On voltage stability from the viewpoint of singular perturbation theory

This paper investigates voltage stability problems based on singular perturbation theory. The application of singular perturbation theory has made it clear that a power system can be approximated by two simplified systems S and F, which respectively correspond to slow and fast subsystems; four types of voltage instability are defined as follows:

? ? type I voltage drop, in which the system still has restoring force to its operating point;

? ? type II voltage collapse, in which the system loses the capability of keeping its operating point.

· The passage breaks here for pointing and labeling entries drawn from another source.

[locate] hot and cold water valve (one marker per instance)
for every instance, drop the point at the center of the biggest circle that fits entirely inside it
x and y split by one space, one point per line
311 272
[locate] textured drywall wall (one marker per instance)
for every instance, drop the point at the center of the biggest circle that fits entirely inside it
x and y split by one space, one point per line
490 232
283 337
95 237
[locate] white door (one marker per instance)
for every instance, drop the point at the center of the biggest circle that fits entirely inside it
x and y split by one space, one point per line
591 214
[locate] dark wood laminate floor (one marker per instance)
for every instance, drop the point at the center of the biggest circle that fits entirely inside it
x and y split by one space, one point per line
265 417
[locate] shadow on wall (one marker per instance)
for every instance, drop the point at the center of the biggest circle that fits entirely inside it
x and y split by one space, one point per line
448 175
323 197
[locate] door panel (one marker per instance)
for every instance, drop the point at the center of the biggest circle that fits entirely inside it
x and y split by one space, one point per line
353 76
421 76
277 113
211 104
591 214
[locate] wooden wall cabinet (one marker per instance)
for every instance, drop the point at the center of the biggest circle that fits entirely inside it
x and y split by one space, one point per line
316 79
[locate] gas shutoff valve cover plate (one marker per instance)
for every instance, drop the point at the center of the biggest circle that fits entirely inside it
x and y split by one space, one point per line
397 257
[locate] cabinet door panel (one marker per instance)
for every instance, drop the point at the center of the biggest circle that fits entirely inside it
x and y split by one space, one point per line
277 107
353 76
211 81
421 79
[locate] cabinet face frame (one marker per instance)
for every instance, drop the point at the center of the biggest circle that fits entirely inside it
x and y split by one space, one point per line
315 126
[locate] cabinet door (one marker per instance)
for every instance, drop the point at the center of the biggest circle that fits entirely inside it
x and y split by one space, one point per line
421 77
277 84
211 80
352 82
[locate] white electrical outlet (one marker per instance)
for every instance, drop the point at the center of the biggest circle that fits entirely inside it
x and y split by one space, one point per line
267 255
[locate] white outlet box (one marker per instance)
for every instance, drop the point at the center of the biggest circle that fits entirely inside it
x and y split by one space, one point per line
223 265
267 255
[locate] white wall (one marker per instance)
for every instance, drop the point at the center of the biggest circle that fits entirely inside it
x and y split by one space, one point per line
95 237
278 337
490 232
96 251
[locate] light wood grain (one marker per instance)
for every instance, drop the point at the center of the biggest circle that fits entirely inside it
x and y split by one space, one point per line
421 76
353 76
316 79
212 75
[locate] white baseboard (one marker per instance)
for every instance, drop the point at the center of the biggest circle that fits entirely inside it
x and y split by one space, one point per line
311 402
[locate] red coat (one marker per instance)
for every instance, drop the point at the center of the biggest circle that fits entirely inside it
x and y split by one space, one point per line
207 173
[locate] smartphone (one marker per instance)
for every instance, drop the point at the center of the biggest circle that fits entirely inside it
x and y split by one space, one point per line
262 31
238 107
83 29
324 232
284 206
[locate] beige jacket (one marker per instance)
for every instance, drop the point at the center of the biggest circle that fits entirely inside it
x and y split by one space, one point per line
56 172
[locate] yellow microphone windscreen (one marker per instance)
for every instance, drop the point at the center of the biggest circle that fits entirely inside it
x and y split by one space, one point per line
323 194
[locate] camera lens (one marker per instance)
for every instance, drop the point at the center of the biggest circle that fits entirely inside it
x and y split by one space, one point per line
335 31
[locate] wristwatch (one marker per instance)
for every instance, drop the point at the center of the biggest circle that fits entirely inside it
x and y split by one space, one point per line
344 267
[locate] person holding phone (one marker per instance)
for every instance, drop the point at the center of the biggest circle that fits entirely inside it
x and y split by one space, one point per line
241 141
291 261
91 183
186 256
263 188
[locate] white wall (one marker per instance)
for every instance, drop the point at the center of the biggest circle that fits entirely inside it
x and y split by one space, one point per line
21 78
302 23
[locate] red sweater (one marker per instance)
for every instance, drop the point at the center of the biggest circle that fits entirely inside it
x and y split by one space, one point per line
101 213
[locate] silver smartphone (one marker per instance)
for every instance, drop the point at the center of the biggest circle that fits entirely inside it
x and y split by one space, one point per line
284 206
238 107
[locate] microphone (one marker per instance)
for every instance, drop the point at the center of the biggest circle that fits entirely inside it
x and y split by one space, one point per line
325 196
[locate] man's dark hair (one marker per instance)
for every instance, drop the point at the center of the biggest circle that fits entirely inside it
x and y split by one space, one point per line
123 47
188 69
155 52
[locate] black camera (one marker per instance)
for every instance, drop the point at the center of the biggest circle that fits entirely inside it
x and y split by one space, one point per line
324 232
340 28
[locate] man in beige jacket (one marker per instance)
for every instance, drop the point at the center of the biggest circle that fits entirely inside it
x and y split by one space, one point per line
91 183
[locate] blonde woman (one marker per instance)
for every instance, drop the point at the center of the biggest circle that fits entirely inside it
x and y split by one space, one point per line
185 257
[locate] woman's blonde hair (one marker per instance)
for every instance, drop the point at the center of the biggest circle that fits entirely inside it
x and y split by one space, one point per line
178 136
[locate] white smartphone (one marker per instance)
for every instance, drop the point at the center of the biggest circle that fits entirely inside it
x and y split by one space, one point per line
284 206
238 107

This is divided into the following:

1. II-1 instability due to dynamic factor with slow responses such as tap-changing transformers, movement of centre of inertia, load changing patterns;

2. II-2 instability due to fast response dynamic factors such as load characteristics, generators, AVR, etc. This kind of instability consists of the following two types:

2.1. II-2S static bifurcation,

2.2. II-2D dynamic bifurcation.

Several features of each type of instability are studied as well as their methods of analysis. Voltage instability tends to begin with type I and then lead to one of the remaining types. The load flow Jacobian can be an effective index to approximately assess types I and II-2S instabilities, while types II-1 and II-2D require direct nonlinear analyses and eigenvalue analyses, respectively. Another point to be noted is concerned with the stability at multiple load flow solutions: it is emphasized that the lower of the multiple load flow solutions can be a stable operating point in some cases, even though most of such operating conditions belong to the type I instability; this situation can occur unless the system encounters the type II instability. The validity of the classification proposed here has been verified through numerical simulations and theoretical analyses which take into account the dynamic characteristics of generating units, loads and tap-changing transformers.